Studio album by L'Arc-en-Ciel
- Released: February 25, 1998
- Genre: Alternative rock; pop rock;
- Length: 48:38
- Label: Ki/oon
- Producer: L'Arc-en-Ciel; Hajime Okano; Chieko Nakayama;

L'Arc-en-Ciel chronology
| True (1996) | Heart (1998) | Ark (1999) |

Singles from Heart
- "Niji" Released: October 17, 1997; "Winter Fall" Released: January 28, 1998;

= Heart (L'Arc-en-Ciel album) =

Heart is the fifth album by L'Arc-en-Ciel, released on February 25, 1998. It is the band's first album with yukihiro on drums and marked the band's return to mainstream attention following the arrest of the former drummer sakura. It reached number one on the Oricon chart and sold over a million copies, being certified by the RIAJ.

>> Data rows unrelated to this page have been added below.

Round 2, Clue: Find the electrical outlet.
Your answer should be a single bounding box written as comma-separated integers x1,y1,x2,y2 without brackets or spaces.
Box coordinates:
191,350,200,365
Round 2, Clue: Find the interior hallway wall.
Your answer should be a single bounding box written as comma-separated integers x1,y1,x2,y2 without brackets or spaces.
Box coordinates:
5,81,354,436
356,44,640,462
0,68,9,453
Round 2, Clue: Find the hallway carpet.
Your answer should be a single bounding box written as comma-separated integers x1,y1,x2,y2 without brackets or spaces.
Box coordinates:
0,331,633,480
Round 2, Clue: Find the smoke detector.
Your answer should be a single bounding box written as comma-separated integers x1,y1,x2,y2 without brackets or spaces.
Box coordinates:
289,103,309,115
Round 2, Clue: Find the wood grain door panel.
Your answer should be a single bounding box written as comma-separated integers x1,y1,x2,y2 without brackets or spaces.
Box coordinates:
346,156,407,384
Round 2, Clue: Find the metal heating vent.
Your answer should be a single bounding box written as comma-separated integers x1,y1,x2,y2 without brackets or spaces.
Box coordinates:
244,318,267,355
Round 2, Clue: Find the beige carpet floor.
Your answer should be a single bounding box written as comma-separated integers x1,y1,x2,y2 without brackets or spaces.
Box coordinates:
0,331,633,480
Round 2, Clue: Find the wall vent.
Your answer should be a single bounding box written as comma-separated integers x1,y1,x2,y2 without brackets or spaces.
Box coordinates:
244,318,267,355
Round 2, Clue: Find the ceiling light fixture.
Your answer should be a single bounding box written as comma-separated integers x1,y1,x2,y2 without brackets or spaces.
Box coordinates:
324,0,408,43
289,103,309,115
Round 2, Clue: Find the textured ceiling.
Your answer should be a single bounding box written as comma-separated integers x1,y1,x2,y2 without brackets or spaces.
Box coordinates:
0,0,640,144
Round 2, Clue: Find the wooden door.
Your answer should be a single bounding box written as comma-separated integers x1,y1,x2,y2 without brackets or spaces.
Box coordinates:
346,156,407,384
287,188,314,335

The first single to be released from this album was "Niji".

==Track listing==

| No. | Title | Music | Length |
|---|---|---|---|
| 1. | "Loreley" | hyde | 5:58 |
| 2. | "Winter Fall" | ken | 4:53 |
| 3. | "Singin' in the Rain" | hyde | 4:34 |
| 4. | "Shout at the Devil" | ken | 3:57 |
| 5. | "Niji (Album Version)" (虹) | ken | 5:07 |
| 6. | "Birth!" | hyde | 4:16 |
| 7. | "Promised Land" | ken | 4:29 |
| 8. | "Fate" | ken | 5:41 |
| 9. | "Milky Way" | tetsu | 4:28 |
| 10. | "Anata" (あなた) | tetsu | 5:15 |

==Personnel==
- hyde – vocals, alto sax on track 1, "master devil" on track 7
- ken – guitar, autoharp on track 1, tambourine on tracks 5 and 10
- tetsu – bass guitar
- yukihiro – drums, industrial noise on track 1, metal percussion on tracks 4 and 7
- Hajime Okano – keyboards on tracks 1, 6 and 7, ARP 2600 on track 8
- Hitoshi Saitou – keyboards on track 1
- Shinri Sasaki – piano on track 2
- Chieko Kanehara – strings on tracks 2 and 10
- Shirou Sasaki – horns on track 2
- Chinpaul Gorichie – female chorus on track 2
- Hal-Oh Togashi – keyboards on track 3
- Kyoya Kimura – "devil's voice" on track 7
- Chinpaul Gilbert – "grand master devil" on track 7, 12-string guitar on track 9

== Charts ==

=== Weekly charts ===

| Chart (1998) | Peak position |
|---|---|
| Japanese Albums (Oricon) | 1 |

=== Year-end charts ===

| Chart (1998) | Position |
|---|---|
| Japanese Albums (Oricon) | 15 |

== Certifications ==

| Region | Certification | Certified units/sales |
| Japan (RIAJ) | 4× Platinum | 1,600,000^{^} |
^{^} Shipments figures based on certification alone.